Training with Agent Trajectories#

A complete agentic episode may contain multiple LLM interactions (turns). For training, these are treated as independent input-output-reward tuples:

Turn 1: [system, user]                         → output_1 → reward_1 (discounted)
Turn 2: [system, user, asst, user]             → output_2 → reward_2 (discounted)
Turn 3: [system, user, asst, user, asst, user] → output_3 → reward_3 (final)
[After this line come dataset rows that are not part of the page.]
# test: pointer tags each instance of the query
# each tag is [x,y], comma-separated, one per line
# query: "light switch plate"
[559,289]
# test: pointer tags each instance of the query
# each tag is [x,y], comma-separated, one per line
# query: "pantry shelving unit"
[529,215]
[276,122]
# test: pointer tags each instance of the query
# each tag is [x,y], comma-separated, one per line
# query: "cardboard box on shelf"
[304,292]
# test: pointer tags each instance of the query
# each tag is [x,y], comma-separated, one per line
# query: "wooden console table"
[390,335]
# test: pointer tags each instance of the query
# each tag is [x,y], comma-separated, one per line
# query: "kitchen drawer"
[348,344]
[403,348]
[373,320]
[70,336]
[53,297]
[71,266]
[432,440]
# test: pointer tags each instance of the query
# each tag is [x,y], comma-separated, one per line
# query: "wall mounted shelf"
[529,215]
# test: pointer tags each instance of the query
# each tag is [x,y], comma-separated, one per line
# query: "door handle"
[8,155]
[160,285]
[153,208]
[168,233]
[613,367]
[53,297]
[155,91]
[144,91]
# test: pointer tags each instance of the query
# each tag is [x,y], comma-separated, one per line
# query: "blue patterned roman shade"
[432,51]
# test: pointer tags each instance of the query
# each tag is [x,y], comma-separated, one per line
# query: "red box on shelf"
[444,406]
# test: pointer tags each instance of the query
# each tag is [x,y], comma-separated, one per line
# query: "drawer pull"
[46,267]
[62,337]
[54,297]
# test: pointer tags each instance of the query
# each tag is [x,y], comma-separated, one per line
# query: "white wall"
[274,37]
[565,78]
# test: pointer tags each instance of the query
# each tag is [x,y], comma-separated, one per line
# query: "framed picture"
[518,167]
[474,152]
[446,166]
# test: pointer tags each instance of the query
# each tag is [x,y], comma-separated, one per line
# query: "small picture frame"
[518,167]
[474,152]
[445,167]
Each tuple includes full token-level data for policy gradient computation: input token IDs, output token IDs, and log probabilities. The discounted rewards ensure the RL objective correctly credits earlier actions for final outcomes.

Token Consistency Guarantee#

Because AReaL stores the actual tokens used during inference (not re-tokenized text), there is no risk of tokenization mismatch between rollout and training. The tokens sent to the inference engine are exactly the tokens used for gradient computation.

Efficient Training with Tree Attention#

Multi-turn trajectories often share long token prefixes, which can slow down training due to redundant computation. AReaL addresses this with prefix-shared tree attention, which computes attention over shared prefixes only once.